Targeting STING is particularly attractive because interventions appear to slow both amyloid accumulation and tau-associated pathology—two central features implicated in Alzheimer’s—whereas many other targets influence only a single aspect or a narrow disease stage. By modulating innate immune activation, therapies aimed at STING or related pathways could offer broader, disease-modifying benefits.
The researchers caution that translating these discoveries into human treatments will require careful study. STING participates in other critical immune functions, including anti-cancer responses, so any therapeutic approach must balance reducing harmful neuroinflammation while preserving essential immune defenses.
Lukens and his collaborators at the Harrison Family Translational Research Center are advancing work to identify the specific cells and signals that sustain maladaptive STING activation, and to develop strategies that safely modulate this pathway in aging brains.
Published Findings and Funding
The team published their results in Alzheimer’s & Dementia: The Journal of the Alzheimer’s Association. The research was led by Jessica Thanos, Olivia C. Campbell, Maureen N. Cowan, Katherine R. Bruch, Katelyn A. Moore, Hannah E. Ennerfelt, Nick R. Natale, Aman Mangalmurti, Nagaraj Kerur and John Lukens. The authors report no financial conflicts of interest.

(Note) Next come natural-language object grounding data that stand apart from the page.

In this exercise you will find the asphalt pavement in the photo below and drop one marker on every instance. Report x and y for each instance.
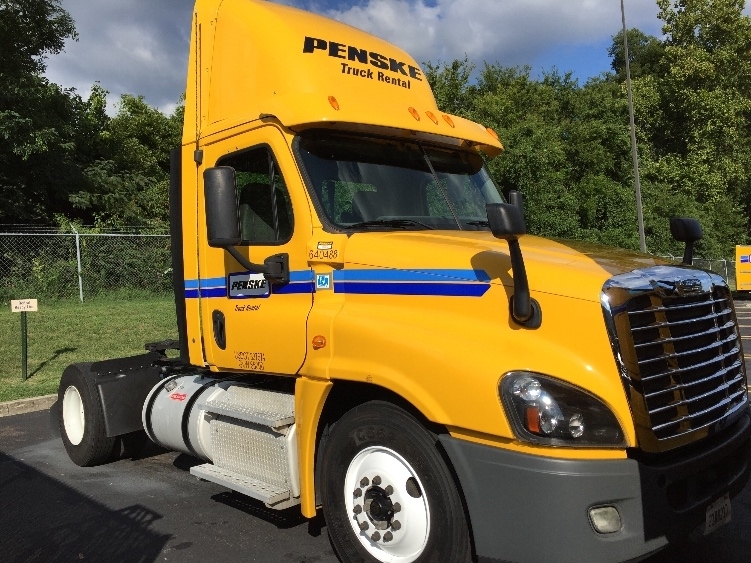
(151, 509)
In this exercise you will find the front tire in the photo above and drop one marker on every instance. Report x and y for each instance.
(387, 493)
(81, 419)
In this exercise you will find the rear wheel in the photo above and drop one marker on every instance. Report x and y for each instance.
(387, 493)
(81, 419)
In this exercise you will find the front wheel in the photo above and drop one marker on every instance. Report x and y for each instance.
(387, 493)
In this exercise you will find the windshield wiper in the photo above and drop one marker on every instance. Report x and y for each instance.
(395, 223)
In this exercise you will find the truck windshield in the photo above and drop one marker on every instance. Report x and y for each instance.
(373, 183)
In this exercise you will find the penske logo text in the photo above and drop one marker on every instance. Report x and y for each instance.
(388, 70)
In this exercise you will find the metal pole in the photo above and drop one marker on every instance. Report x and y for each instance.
(24, 351)
(634, 152)
(78, 259)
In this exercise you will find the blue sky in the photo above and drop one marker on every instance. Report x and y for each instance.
(140, 46)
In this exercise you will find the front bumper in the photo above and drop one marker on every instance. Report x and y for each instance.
(530, 508)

Funding: This study was supported by the National Institute on Aging of the National Institutes of Health (grants R01AG071996, R01AG087406 and RF1AG078684), the Alzheimer’s Association (ADSF-21-816651), the Cure Alzheimer’s Fund, The Owens Family Foundation, and The Harrison Family Foundation.
About this Alzheimer’s disease and genetics research news
Author: Josh Barney
Source: University of Virginia
Contact: Josh Barney – University of Virginia
Image: The image is credited to Neuroscience News
Original Research: Open access.
“STING deletion protects against amyloid β–induced Alzheimer’s disease pathogenesis” by John Lukens et al. Alzheimer’s & Dementia
Abstract
STING deletion protects against amyloid β–induced Alzheimer’s disease pathogenesis
INTRODUCTION
Although growing evidence links immune dysfunction to Alzheimer’s disease progression, many innate immune signaling molecules have not been examined through genetic targeting in models of AD. This study evaluates the role of STING, a central innate immune adaptor, in Alzheimer’s-related pathology.
METHODS
To test STING’s involvement, the researchers deleted the Sting1 gene in the 5xFAD mouse model of amyloid-driven Alzheimer’s pathology and assessed effects on plaque burden, neuroinflammation, gene expression, neuronal health, and cognitive performance.
RESULTS
Removing STING in 5xFAD mice improved control of amyloid-beta (Aβ) plaques, altered microglial activation states, reduced neuritic dystrophy, and preserved cognitive function. STING deficiency also lowered expression of type I interferon–related genes in both microglia and excitatory neurons, correlating with the observed neuroprotection.
DISCUSSION
These results highlight important roles for STING in Aβ-driven neurological disease and support further investigation of STING-targeting therapies as a potential strategy to treat Alzheimer’s disease and related neurodegenerative conditions.